Das ist er in der Tat.

Was bei der Diskussion über die untere Grenzfrequenz gerne vergessen wird, ist der Phasengang in der Nähe der unteren Grenzfrequenz: der sieht meist ziemlich übel aus. Mit einer unteren Grenzfrequenz von 13 Hz will man erreichen, dass ein 30 Hz Ton und seine Oberwellen phasenrichtig zueinander wiedergegeben werden, d.h. eine gewisse Impulstreue.


Das ist richtig. Die Gruppenlaufzeit sinkt.

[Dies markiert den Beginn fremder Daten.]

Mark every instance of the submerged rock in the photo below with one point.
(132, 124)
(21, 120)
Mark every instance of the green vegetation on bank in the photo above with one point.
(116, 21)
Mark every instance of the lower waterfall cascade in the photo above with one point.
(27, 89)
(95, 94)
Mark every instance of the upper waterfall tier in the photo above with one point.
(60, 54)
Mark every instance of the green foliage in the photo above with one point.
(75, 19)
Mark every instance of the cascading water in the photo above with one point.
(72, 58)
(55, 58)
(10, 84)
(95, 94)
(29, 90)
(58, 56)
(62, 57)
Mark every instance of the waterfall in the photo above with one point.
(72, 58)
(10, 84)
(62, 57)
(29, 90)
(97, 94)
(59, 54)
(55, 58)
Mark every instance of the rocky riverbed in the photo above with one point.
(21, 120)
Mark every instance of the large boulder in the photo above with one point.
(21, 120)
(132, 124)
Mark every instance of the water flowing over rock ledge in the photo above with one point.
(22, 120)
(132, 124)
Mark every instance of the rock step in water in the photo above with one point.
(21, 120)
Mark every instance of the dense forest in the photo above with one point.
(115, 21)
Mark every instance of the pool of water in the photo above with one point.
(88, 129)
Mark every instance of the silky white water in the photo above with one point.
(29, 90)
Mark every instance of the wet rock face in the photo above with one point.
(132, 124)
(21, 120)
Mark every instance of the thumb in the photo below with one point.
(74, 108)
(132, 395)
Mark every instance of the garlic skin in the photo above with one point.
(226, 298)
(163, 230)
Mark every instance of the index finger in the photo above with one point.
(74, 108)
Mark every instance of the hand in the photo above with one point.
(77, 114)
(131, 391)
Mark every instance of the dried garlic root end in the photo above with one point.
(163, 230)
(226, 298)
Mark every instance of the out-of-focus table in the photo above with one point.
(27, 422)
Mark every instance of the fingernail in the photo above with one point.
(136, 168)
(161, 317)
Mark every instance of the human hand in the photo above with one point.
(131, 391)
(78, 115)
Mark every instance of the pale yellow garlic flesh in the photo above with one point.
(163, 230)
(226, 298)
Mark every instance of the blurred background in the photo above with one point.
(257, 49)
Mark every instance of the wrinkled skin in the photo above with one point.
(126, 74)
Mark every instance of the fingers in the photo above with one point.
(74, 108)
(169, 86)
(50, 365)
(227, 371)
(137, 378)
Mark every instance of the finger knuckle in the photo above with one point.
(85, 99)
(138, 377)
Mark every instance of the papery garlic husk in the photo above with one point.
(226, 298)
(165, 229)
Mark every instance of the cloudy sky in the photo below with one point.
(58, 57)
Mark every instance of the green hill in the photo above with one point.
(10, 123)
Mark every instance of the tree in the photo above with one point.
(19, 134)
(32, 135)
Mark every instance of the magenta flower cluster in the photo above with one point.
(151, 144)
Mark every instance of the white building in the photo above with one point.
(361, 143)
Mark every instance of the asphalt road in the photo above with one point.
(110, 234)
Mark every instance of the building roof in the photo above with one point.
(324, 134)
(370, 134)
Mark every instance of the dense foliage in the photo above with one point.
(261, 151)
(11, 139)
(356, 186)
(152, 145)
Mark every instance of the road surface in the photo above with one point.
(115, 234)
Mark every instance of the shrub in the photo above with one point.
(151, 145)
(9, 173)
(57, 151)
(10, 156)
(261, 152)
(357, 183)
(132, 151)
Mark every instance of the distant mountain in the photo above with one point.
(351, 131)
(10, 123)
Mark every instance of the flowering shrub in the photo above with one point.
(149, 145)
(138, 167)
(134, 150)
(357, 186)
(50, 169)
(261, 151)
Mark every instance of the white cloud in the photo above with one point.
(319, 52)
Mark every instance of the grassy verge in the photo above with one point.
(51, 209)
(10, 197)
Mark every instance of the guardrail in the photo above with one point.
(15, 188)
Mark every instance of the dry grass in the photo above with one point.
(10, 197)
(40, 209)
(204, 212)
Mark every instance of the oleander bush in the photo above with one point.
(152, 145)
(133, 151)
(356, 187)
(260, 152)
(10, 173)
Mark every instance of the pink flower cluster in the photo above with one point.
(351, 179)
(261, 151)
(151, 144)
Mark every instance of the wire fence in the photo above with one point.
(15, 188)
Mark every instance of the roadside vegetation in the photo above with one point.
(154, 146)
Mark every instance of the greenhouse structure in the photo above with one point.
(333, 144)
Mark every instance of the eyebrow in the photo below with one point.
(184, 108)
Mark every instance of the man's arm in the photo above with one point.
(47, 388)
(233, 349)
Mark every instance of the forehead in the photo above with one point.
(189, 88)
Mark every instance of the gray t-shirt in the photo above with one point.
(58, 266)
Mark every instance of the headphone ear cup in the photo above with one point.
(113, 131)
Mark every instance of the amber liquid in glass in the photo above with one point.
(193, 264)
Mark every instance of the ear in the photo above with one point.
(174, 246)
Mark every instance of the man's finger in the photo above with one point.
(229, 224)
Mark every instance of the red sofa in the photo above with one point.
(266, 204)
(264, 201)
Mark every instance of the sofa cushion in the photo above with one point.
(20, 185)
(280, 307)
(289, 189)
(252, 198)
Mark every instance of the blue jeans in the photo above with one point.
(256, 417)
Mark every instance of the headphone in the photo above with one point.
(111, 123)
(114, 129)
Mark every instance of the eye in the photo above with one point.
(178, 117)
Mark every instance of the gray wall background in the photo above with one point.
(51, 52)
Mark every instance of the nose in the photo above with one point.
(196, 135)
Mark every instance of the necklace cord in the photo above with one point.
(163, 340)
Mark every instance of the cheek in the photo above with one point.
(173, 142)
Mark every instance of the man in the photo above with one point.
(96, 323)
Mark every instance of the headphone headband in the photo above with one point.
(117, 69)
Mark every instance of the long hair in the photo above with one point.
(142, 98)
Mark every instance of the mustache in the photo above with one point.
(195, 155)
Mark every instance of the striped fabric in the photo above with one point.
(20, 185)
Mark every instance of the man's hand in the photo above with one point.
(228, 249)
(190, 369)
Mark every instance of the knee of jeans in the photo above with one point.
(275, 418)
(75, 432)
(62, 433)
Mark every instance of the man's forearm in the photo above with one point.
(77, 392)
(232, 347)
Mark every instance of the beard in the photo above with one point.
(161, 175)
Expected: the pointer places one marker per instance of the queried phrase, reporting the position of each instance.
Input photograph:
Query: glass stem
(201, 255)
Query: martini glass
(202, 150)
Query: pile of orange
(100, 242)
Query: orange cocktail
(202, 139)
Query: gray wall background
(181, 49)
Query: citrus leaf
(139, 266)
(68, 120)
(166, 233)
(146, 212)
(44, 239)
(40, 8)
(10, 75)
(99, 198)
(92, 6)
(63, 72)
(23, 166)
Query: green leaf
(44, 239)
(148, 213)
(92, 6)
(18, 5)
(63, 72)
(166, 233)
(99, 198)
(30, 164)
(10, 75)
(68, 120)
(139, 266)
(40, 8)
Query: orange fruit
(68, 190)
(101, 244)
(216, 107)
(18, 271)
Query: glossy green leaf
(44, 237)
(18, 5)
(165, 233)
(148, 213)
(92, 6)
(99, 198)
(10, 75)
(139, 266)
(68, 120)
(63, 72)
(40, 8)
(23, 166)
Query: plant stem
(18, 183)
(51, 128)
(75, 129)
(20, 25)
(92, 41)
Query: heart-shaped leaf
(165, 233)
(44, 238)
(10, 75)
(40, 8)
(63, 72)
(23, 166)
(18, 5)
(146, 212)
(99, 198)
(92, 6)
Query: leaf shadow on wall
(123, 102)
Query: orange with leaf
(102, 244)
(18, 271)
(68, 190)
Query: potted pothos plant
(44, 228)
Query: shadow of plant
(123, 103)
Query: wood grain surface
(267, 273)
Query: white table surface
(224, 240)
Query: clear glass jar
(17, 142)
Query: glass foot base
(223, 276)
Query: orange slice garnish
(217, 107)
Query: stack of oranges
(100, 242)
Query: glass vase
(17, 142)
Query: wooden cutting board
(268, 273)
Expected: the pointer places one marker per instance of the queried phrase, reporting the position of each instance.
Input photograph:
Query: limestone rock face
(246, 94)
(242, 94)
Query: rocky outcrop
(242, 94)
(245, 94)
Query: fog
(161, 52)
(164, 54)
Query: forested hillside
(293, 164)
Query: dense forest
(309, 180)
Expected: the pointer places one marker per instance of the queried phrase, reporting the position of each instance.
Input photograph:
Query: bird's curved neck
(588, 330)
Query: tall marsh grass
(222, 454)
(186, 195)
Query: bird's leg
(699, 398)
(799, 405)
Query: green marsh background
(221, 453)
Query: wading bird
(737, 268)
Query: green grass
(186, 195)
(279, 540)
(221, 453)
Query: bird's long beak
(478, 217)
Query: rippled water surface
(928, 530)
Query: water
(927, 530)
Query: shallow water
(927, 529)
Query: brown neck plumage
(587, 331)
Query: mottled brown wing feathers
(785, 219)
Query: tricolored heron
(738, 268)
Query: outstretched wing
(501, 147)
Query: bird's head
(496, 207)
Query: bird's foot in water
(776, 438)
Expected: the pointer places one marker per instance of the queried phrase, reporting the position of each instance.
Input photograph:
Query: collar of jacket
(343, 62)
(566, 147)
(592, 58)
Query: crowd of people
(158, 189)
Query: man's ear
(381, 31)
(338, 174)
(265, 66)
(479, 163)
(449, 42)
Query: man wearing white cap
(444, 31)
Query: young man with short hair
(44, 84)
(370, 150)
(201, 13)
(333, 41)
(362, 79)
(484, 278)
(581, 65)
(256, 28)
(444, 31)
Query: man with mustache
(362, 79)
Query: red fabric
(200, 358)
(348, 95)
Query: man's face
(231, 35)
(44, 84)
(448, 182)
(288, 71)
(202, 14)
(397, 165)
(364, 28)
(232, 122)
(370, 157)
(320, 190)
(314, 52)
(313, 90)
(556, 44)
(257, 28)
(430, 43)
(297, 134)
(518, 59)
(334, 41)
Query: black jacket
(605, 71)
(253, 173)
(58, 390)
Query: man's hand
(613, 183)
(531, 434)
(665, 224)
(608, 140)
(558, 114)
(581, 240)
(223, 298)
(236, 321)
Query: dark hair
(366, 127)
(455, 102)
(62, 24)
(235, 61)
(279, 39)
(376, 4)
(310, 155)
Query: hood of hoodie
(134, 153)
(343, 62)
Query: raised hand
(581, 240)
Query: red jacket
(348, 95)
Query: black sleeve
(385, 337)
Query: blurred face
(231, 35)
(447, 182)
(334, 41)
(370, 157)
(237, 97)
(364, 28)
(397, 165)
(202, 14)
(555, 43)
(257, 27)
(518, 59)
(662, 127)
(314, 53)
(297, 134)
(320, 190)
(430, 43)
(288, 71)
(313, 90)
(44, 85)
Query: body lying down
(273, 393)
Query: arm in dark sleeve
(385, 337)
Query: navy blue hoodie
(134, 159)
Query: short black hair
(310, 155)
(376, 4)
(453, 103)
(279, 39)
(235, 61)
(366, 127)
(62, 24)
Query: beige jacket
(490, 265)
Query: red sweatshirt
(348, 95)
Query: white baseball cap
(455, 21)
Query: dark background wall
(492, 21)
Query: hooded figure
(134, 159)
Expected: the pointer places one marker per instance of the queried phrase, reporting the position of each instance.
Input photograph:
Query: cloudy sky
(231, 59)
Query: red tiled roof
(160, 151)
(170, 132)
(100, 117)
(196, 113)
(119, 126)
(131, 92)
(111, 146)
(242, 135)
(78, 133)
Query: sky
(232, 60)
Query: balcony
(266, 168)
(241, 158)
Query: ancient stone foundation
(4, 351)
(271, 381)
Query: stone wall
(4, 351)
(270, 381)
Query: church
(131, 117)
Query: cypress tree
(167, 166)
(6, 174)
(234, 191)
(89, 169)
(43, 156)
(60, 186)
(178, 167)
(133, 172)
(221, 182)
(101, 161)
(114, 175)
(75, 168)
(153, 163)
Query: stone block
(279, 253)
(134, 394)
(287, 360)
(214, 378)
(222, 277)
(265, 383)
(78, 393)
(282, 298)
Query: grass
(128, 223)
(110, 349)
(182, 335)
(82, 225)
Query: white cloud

Der Druckkammereffekt trägt auch noch seinen Teil dazu bei.

Allerdings darf man auch nicht vergessen, dass ein frequenzabhängiger Limiter die Übertragungsfunktion und damit auch die Gruppenlaufzeit dynamisch je nach Eingangssignal verändert.

Manche Leute sprechen von Kickbass, es ist dasselbe, nur macht ein typischer passiver Lautsprecher das eben erst bei 80 Hz richtig.


"Kickbass" hat nach meiner Erfahrung nichts mit der Gruppenlaufzeit zu tun. Die ist bei PA durch Bassreflex meist nicht sehr gut und es kickt einem trotzdem richtig schön in den Brustkorb. Hier hilft vor allem Pegel im richtigen Frequenzbereich.

Die Membranen machen selten einen Hub von mehr als 2 oder 3 mm.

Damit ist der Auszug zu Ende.